動作経済の原則2:配置、設備・工具設計の原則実践! IE:方法改善の技術(7)(2/3 ページ)

» 2010年09月09日 00時00分 公開

〔原則3〕ものの人力移動には、上下移動を避けて水平移動にすること

 物を移動するときに、その重量に打ち勝って持ち上げようとするとムダな力を必要とします。また、物を下ろすと、いずれは後で持ち上げなければならないので、不必要に下ろすことも好ましくはありません。そこで、水平移動をしようということになるわけです。

 この上下移動でも、特に好ましくないのは床に物を置くことです。持ち上げるときに、作業者自身の上半身を持ち上げる力も加わってくることはいうまでもありませんが、床に置くときも上半身をしばらくは重力に打ち勝って支える前屈姿勢をとらなければなりません。しかも置くときと取るときのそれぞれに、上半身の「起こし」「屈(かが)め」という逆方向にほぼ同等のムダ動作が発生します。

 この原則に役立つツールは、前回の身体部位の使用についての原則「〔原則7〕不自然な姿勢や身体の重心を上下する動作をしてはならない」のところに出てきた「ワーク・ポジショナー」や「ローラー・コンベヤー」などを水平またはそれに近い状態で使うことも効果的です。

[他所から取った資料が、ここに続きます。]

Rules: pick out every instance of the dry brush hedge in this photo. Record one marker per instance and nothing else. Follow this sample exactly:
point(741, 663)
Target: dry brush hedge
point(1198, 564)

〔原則4〕物を作業(使用)点へ送ったり移動するときは重力を利用すること。供給容器の使用はできるだけ「落とし送り」を利用すること

 この原則は、重力送り容器を用い、材料をできるだけ作業位置近くに供給すべきであるとか、製品は完成した位置で手放し、それが重力で指定の位置に送られるように、「落とし送り装置」などをできるだけ利用すべきであるという原則です。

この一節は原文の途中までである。